Sentenza della Corte di giustizia UE sulla direttiva sul salario minimo: più ombre che luci

C’è grande esultanza tra le forze del centrosinistra e tra diverse sigle sindacali per la sentenza della Corte Europea che ha respinto il ricorso con cui la Danimarca, sostenuta dalla Svezia, si proponeva di annullare integralmente la direttiva europea sul salario minimo.
In realtà, a ben vedere l’intervento della Corte contiene più ombre che luci. È vero che viene respinto l’attacco ad aspetti di principio contenuti nel testo come l’obbligo di garantire che il salario minimo assicuri un tenore di vita dignitoso, la riduzione della povertà lavorativa e una maggiore equità sociale; o come l’obiettivo di promuovere la contrattazione collettiva e ridurre il divario retributivo di genere. E non sottovaluto il valore simbolico di riferimento che questi punti potrebbero rappresentare, ma l’impatto avuto finora sui Paesi europei dimostra che possono restare lettera morta.
Ma è la stessa Corte a precisare che la direttiva non interferisce con le contrattazioni salariali nazionali e interviene puntualmente per rafforzare questo punto di vista.
A conferma di questa impostazione viene infatti  accolto parzialmente, ma sostanzialmente il ricorso del ministero del lavoro danese cassando due dei punti realmente cogenti della norma europea.
Sono state cancellate  la parte in cui si davano ai Paesi nei quali vige il salario minimo legale criteri concreti (come il potere d’acquisto e il costo della vita) su cui basare la definizione dei minimi e la disposizione che vietava di ridurre il salario minimo laddove vengono introdotti sistemi di adeguamento dei salari all’inflazione. Come dire che quello che si dà da una parte si può togliere dall’altra. La dice lunga la motivazione di questi due interventi: i punti annullati rappresentavano un’ingerenza dell’UE nella determinazione dei salari mentre il trattato sul funzionamento dell’Unione esclude espressamente la competenza UE in materia di retribuzioni.

Non a caso la stessa Ces (Confederazione europea dei sindacati) si dice “molto preoccupata” per l’eliminazione della disposizione che impediva modifiche ai salari minimi indicizzati, per la possibilità che possa essere utilizzata per ridurli.

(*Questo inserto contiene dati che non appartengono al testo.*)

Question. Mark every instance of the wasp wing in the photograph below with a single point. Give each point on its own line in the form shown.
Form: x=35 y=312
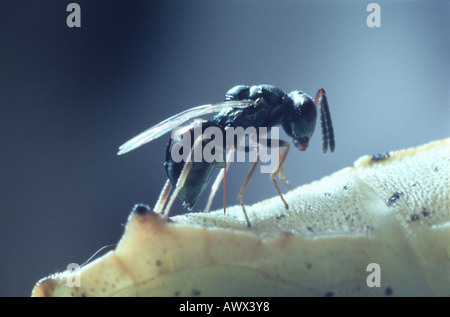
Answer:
x=171 y=123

Cosa gravissima, specialmente in Italia, dove l’inflazione generata da un aumento smisurato dei profitti, continua ad essere utilizzata per ridurre i salari, capofila un governo che complici gran parte dei sindacati confederali, Cgil esclusa, ha firmato contratti che riducono del 10% il valore reale dei salari dei dipendenti pubblici.

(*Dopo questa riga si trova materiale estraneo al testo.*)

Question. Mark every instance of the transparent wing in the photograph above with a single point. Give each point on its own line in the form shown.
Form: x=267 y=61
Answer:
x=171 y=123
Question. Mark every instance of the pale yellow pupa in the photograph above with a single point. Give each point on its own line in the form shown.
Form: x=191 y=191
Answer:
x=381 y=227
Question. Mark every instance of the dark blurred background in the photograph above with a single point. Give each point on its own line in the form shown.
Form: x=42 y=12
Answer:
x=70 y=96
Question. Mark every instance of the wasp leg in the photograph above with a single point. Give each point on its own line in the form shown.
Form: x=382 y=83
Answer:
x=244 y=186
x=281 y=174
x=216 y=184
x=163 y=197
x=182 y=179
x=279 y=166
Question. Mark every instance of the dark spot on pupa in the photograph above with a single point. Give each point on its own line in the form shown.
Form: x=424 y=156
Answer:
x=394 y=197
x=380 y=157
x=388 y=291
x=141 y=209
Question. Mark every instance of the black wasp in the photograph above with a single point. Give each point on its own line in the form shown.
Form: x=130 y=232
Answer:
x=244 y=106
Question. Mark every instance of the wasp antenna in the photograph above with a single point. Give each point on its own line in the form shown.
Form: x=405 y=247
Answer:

Per quanto riguarda paesi come l’Italia in cui la copertura contrattuale riguarda l’80% o più delle lavoratrici e dei lavoratori non cambia nulla. Si  continua a considerare, a torto, che la contrattazione possa garantire salari minimi adeguati e quindi la sentenza ribadisce  che la direttiva  “non  impone l’obbligo di introdurre un salario minimo legale né di dichiarare i contratti collettivi universalmente applicabili”.
La situazione drammatica dei salari, con milioni di lavoratrici e lavoratori con redditi sotto la soglia di povertà relativa,  in Italia smentisce l’idea che la contrattazione sia di per sé in grado di garantire salari adeguati a una vita dignitosa. Per questo diventa ancora più centrale la nostra lotta per un salario minimo legale aggiornando la nostra proposta all’inflazione. Anche a chi propone un salario minimo orario di nove euro lordi ricordiamo che i nove euro del 2018, anno in cui presentarono la proposta per la prima volta, oggi corrispondono ad almeno 11 euro.